Question

A production line is filling cans of nuts. The label says that the net weight of the can is 16 oz. If the net weight of a can of nuts follows a normal distribution with mean 16.4 oz. and standard deviation of 0.3 oz, what percentage of the cans of nuts will weigh less than the label claims?

5.8%

12.5%

9.2%

2.6%

Answer 1

`P(X<16)=P(\\frac{X-\mu}{\sigma}<(16-\mu)/(\sigma))=P(Z<(16-16.4)/(0.3))=P(Z<-1.33)`

And we can find this probability on this way using the z table or excel:

`P(Z<-1.33)=0.0917`

And that represent approximately 9.2% of the data.

Explanation:

Previous concepts

Normal distribution, is a "probability distribution that is symmetric about the mean, showing that data near the mean are more frequent in occurrence than data far from the mean".

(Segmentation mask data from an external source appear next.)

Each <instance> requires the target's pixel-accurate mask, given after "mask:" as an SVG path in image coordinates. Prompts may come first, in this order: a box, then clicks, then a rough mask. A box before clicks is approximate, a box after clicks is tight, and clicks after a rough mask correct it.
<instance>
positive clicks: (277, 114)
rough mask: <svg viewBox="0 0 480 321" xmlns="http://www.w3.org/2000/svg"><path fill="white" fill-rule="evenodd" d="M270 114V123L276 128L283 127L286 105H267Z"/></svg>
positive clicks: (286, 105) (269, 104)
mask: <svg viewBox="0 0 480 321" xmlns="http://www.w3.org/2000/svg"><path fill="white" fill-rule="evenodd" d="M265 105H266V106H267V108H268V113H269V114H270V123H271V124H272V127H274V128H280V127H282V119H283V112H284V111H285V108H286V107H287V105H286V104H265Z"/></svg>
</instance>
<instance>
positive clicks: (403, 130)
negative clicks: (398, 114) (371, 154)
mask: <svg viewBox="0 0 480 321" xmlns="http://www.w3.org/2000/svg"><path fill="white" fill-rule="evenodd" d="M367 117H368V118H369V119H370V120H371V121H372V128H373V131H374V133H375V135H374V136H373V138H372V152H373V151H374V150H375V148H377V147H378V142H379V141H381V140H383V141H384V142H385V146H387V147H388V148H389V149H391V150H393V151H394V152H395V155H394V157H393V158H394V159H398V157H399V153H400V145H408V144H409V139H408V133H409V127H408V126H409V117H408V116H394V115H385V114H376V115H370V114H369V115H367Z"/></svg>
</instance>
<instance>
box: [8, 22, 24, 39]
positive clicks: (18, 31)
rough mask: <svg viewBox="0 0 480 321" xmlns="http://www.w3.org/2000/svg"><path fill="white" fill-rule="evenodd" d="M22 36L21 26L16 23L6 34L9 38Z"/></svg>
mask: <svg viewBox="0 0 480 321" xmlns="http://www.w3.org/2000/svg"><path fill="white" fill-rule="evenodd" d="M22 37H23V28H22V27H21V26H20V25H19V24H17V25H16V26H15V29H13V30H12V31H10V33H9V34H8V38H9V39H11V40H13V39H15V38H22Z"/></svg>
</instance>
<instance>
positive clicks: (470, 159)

The Z-score is "a numerical measurement used in statistics of a value's relationship to the mean (average) of a group of values, measured in terms of standard deviations from the mean".

Solution to the problem

Let X the random variable that represent the weigths of the cans of a population, and for this case we know the distribution for X is given by:

`X \sim N(16.4,0.3)`

Where
`\mu=16.4` and
`\sigma=0.3`

We are interested on this probability

`P(X<16)`

And the best way to solve this problem is using the normal standard distribution and the z score given by:

`z=(x-\mu)/(\sigma)`

If we apply this formula to our probability we got this:

`P(X<16)=P((X-\mu)/(\sigma)<(16-\mu)/(\sigma))=P(Z<(16-16.4)/(0.3))=P(Z<-1.33)`

And we can find this probability on this way using the z table or excel:

`P(Z<-1.33)=0.0917`

And that represent approximately 9.2% of the data.